President Bush Visits Great Smoky Mountains

- We are pleased that President Bush is visiting Great Smoky Mountains National Park today and celebrating the important and growing role of volunteers in protecting our national parks. The administration has appropriately and effectively encouraged volunteerism in the parks, and we applaud those efforts.

Unfortunately, this park is afflicted with two serious problems that go beyond what volunteers can do—insufficient funding and polluted air. Great Smoky Mountains National Park has a $182-million backlog of maintenance needs. This and other parks across the country don’t have the funding necessary to fix crumbling roads and bridges, restore historic buildings, combat invasive species, and other resource protection and backlog needs. Sen. Lamar Alexander and Rep. John Duncan, the president’s hosts today, are sponsoring important legislation in Congress that can make an appreciable difference in our parks. If passed, the bipartisan National Park Centennial Act would provide funding from the general treasury and from a voluntary check-off on federal income tax returns to enable individual Americans to contribute directly to the preservation of the nation’s heritage. We urge the president to join Senators Alexander, McCain, Lieberman, Salazar, and Feinstein, Congressman Duncan, and other park champions in Congress in supporting the bipartisan Centennial Act, which builds on his successful efforts to empower Americans to care for our national parks.

We applaud the president for requesting $1.8 billion over six years to enable parks such as the Great Smoky Mountains to implement road and bridge repairs and alternative transportation projects. Unfortunately, this request has been tied up in the stalled reauthorization of the transportation bill. Our parks can’t afford to wait. We encourage Congress to embrace the president’s request and approve the transportation bill—the best opportunity to reduce the parks’ burgeoning backlog this year.

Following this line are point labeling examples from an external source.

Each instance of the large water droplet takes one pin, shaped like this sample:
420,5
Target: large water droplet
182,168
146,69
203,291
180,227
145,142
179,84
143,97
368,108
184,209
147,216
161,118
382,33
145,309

Great Smoky Mountains is also the most polluted national park in the nation. Emissions from power plants and other factories that have avoided installing modern pollution controls drastically reduce its scenic vistas, damage its plants, and are unhealthy for park visitors. This same pollution makes the Smokies a less-attractive tourist destination, potentially reducing tourism dollars spent in the region. We urge the administration to enforce the Clean Air Act to clean up this harmful pollution by requiring each and every major, outdated park polluter to install the “best available retrofit technology” to reduce their emissions for the health of our parks, our families, and our communities.